Arribamos al 16 de septiembre de 1955 con una clase obrera desgastada y desmoralizada por los virajes de Perón y la confusión de la CGT. Al retroceso en el nivel de vida material, se sumaba la conspiración descarada de la reacción.

Cuando estalló el golpe, la confianza sobre la “lealtad” del ejercito fue escandalosa. En vez de movilizar a las masas, se impuso el toque de queda. Perón presentó su renuncia a una Junta de militares para “defender los intereses supremos de la nación”.

Se nos quiere presentar a Perón, en este último acto, como un gran estadista que renuncia para evitar una guerra fraticida en la sociedad argentina. Mentira. Con un llamamiento claro a la clase obrera, ésta hubiera respondido como un sólo hombre, pero lo haría con sus propios métodos de lucha, con la consiguiente ocupación de fabricas que sobrevendría y la exaltación de los ánimos revolucionarios.
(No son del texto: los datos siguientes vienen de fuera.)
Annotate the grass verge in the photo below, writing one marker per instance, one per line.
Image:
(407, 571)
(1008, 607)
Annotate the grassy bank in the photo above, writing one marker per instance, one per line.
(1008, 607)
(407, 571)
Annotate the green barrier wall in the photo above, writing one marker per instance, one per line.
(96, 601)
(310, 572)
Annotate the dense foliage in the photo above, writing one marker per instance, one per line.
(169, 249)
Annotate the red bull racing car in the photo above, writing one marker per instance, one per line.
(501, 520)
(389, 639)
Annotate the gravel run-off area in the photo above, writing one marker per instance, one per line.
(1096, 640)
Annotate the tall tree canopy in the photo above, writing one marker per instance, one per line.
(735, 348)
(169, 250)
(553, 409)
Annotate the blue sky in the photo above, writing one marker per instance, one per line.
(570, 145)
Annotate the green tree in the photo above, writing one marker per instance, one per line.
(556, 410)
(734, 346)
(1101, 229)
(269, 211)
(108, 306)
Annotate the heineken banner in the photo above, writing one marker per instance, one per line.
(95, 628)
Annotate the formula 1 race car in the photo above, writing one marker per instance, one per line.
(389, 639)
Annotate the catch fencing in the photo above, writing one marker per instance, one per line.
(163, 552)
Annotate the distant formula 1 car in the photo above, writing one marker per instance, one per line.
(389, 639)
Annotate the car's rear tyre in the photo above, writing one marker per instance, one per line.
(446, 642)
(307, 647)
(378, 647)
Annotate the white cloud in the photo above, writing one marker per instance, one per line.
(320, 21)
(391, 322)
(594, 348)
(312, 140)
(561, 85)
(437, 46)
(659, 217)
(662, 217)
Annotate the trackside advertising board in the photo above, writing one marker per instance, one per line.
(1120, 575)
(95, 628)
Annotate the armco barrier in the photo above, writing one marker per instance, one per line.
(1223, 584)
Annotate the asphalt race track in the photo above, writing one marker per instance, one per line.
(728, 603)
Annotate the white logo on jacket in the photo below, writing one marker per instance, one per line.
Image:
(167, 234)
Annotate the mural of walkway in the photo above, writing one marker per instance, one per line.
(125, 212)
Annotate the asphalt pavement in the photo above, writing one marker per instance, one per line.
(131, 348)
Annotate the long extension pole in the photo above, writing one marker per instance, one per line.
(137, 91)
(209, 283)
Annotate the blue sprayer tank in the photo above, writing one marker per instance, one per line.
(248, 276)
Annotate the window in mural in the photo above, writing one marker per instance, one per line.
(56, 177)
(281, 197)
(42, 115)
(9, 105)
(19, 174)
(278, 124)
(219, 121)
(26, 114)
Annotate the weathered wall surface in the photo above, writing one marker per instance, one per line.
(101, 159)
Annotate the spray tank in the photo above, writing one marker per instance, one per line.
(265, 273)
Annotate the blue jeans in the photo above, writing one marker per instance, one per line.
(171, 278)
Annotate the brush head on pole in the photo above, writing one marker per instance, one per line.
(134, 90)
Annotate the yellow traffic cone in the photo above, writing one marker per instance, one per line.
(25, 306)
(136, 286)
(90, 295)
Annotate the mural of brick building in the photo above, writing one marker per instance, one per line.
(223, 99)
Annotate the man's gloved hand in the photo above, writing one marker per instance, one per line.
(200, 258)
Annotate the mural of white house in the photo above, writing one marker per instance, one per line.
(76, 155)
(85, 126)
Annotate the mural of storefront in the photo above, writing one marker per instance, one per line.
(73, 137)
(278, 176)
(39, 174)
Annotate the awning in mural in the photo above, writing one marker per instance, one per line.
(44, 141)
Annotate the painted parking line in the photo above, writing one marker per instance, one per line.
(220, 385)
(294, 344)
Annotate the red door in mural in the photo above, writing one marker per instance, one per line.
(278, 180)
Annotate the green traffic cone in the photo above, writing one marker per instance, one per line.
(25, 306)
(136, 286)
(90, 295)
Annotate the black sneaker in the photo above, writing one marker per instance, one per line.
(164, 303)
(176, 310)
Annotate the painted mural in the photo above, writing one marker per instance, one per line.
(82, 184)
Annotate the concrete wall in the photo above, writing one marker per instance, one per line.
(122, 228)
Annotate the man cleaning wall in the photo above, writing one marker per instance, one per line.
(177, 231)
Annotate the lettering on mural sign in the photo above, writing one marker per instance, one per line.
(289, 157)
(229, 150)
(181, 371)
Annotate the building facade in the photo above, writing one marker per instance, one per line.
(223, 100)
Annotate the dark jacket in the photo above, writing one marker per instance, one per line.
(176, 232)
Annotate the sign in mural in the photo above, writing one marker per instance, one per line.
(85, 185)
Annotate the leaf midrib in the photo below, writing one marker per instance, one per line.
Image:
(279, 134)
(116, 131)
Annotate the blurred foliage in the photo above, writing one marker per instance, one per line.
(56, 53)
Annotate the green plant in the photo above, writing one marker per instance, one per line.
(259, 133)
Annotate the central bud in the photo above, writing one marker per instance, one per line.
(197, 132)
Esa experiencia, que pondría sobre el tapete quién tenía verdaderamente el poder en la sociedad argentina y la expropiación de la burguesía, era la que el propio Perón pretendía obturar.

La renuncia de Perón expresó los límites de clase del peronismo, y volcó la balanza a favor de la reacción.

El golpe de la “Libertadora” traería una violenta represión y persecución contra el movimiento obrero (de ahí el nombre de “fusiladora” acuñado por los trabajadores), que sería respondida por los trabajadores en los años siguientes con una heroica y admirable capacidad de resistencia y organización.